Grenada, St-Lucia + Kiskeyan Caciquess+ Aesthetically challenged Dad

Georgia in Grenada and St Lucia
Georgia Popplewell has been off from Global Voices this week touring the Caribbean. Thankfully, she is taking us along for the ride through lovely updates on her blog:

Djaloki to my Kiskeyan Caciquess
Also, among recent updates to my Caribbean Blogroll (bottom right of the home page) are
  • Djaloki's Pawol Apranti-Saj whose earliest post (2004) predates any Haiti-based Haitian blog I've been aware of. The difference between he and (the now defunct) Haitian Mofo or Yon Ayisyen however is that he 1)blogs in all three of the Haitian languages (French/Creole/English) and 2) blogs almost exclusively about spiritual matters unlike the other two who are pundits. Now that he's called me a Kiskeyan Caciquess (!), you know I'm converting to his PARADIGM SHIFT FACILITATION. I must admit, I'm not altogether clear what it is but it sounds very poetic. I mean his life calling is

    Activating Postmodern Cultural Keys for Global Balance and Sustainability.

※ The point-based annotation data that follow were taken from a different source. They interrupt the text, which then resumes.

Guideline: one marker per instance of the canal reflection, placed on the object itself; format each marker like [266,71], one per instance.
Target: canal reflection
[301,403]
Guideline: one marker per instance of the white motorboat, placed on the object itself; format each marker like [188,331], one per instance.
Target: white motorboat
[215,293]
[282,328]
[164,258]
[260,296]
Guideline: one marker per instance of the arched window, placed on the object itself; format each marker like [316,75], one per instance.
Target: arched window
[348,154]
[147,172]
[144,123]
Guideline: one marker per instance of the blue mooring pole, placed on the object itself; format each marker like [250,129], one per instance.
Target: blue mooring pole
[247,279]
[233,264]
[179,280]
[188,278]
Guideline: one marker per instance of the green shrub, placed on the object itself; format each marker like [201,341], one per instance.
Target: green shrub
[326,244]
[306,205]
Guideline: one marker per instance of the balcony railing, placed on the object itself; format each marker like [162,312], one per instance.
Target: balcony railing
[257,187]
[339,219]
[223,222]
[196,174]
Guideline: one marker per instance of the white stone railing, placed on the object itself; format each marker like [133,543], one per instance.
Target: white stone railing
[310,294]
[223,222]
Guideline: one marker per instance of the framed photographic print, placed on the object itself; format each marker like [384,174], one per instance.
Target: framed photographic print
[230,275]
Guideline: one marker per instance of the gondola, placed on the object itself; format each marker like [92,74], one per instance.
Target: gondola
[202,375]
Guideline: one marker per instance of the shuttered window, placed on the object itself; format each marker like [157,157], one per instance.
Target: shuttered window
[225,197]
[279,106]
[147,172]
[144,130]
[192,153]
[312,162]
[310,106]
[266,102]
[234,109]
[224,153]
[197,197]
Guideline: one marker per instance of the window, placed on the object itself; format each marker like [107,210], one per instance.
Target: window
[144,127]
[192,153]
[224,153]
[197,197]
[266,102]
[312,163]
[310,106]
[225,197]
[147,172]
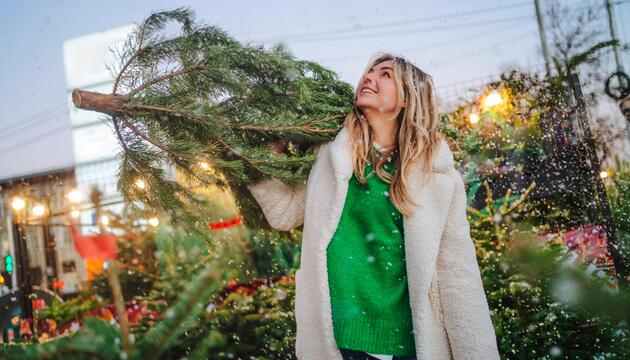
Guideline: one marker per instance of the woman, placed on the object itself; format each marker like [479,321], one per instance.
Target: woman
[388,269]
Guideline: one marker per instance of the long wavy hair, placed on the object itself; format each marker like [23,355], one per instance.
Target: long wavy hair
[416,138]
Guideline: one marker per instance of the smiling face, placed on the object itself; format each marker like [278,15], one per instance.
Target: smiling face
[377,91]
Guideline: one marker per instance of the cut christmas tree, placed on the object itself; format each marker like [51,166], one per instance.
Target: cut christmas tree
[199,102]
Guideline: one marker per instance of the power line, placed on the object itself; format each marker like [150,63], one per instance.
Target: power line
[459,56]
[29,141]
[424,46]
[33,116]
[424,29]
[24,125]
[403,22]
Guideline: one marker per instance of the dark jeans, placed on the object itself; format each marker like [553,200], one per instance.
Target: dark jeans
[360,355]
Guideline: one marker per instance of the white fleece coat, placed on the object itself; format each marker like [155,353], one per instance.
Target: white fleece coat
[451,318]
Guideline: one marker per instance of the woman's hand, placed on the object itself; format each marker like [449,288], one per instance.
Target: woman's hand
[278,147]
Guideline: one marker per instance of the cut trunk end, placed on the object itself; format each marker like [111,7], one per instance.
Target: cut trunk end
[104,103]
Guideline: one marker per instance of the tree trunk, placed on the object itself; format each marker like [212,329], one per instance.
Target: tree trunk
[104,103]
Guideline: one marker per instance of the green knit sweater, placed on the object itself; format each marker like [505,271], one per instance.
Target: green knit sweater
[367,274]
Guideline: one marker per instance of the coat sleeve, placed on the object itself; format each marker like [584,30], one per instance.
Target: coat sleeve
[465,307]
[282,205]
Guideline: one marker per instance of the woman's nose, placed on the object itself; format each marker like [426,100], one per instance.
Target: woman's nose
[368,78]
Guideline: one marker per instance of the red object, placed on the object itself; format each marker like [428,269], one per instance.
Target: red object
[58,284]
[224,224]
[94,247]
[39,304]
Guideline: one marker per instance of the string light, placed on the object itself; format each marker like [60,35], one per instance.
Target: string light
[75,196]
[39,210]
[140,184]
[18,203]
[492,99]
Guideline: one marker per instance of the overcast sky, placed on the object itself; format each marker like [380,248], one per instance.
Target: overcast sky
[454,41]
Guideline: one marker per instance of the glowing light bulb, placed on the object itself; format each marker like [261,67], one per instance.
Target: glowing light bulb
[75,196]
[39,210]
[18,203]
[141,184]
[491,100]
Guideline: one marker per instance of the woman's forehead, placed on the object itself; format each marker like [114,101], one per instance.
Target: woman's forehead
[383,64]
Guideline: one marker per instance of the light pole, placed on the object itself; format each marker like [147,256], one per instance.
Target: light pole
[24,279]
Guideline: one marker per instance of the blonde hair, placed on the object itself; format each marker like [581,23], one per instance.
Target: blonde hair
[416,137]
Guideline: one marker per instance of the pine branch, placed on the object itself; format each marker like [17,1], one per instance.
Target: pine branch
[200,95]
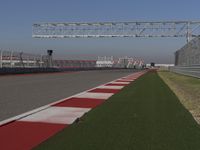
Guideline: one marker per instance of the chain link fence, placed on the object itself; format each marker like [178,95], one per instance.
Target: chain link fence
[11,59]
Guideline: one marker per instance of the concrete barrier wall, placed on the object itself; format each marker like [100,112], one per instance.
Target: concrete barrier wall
[193,71]
[5,71]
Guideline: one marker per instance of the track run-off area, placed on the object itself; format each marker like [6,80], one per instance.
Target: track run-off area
[135,111]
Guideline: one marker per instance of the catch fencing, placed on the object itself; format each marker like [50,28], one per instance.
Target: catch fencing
[193,71]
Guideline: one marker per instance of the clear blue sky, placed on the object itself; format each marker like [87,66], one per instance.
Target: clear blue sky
[17,17]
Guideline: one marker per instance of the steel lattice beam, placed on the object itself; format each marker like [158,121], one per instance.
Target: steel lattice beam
[117,29]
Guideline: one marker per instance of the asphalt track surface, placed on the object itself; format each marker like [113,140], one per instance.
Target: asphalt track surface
[22,93]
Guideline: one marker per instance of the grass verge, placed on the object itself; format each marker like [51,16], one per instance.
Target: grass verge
[187,90]
[146,115]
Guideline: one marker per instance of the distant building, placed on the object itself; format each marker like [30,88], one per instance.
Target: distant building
[105,61]
[189,55]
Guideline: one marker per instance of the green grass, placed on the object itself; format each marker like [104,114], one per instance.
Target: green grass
[186,88]
[145,116]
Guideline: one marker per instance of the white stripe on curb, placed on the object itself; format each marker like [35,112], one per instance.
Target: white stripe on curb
[57,115]
[95,95]
[110,87]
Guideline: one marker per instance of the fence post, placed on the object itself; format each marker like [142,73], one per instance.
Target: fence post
[1,58]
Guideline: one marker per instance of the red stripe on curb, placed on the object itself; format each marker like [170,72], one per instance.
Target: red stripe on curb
[125,80]
[26,135]
[99,90]
[115,84]
[80,102]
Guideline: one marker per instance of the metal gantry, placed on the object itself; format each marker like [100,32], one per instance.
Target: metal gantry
[186,29]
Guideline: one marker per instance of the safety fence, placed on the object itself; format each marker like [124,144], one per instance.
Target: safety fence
[193,71]
[11,59]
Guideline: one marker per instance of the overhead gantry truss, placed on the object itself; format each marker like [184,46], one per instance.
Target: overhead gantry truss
[187,29]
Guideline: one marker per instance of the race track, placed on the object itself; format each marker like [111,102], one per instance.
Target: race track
[22,93]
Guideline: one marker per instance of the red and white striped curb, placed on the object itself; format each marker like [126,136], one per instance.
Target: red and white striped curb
[27,130]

    Which he breaks down further into:
    - Transconsciencing- Metamidwifing- Wholikeying- Globainment (and related Globainability) [for Global Balance and Sustainability]- Syshamanism (for systemic shamanism)- Key Mending

  • What is a Kiskeyan Caciquess, you ask? I know Djaloki has his own explanation for it that cannot possibly be as literal as this one but: Kiskeya= One of Haiti's many Taino/Arawak names and Caciques =what native Taino/Arawaks called the kings of the kingdoms the island was subdivided into. I believe there were 5 such kingdoms when Columbus arrived but I'm no historian. Caciquess is therefore Djaloki's adaptation of the word Cacique to my gender. *Swoon*

    Handy but Aesthetically Challenged Dad
  • Gary Dauphin, former Village Voice writer, says in his blog's "about me" section that his family is from Haiti. So I wrote and asked: "Can I add you to my Haitian Diaspora blogroll?" to which he acquiesced. I found this gem of a quote on his handy but aesthetically-challenged dad in the Haiti category of his blog, in a post titled Eye and Hand of the Father:
    on the crucial question of aesthetics we will likely remain at loggerheads. My dear old dad, you see, did not much believe in beauty. For example, to my great chagrin he made my first bicyle out of a pile of parts he had collected at the no-joke, actual junkyard. The thing worked fine but was a mess to look at - seat, frame, spokes and handle-bars a mish-mash of styles and eras, states of disrepair and decay. I had to force him to put a new seat on (he was going to throw this crazy, gold-speckled banana seat he had found back in the junkpile), and it was another ordeal getting him to paint the thing a single color. I think he could have turned me on to the pleasures of symetrical ownership and sourcing sooner (i.e., pre-posthumously) if he had been less engineer and more artist, but therein lies the tale, right?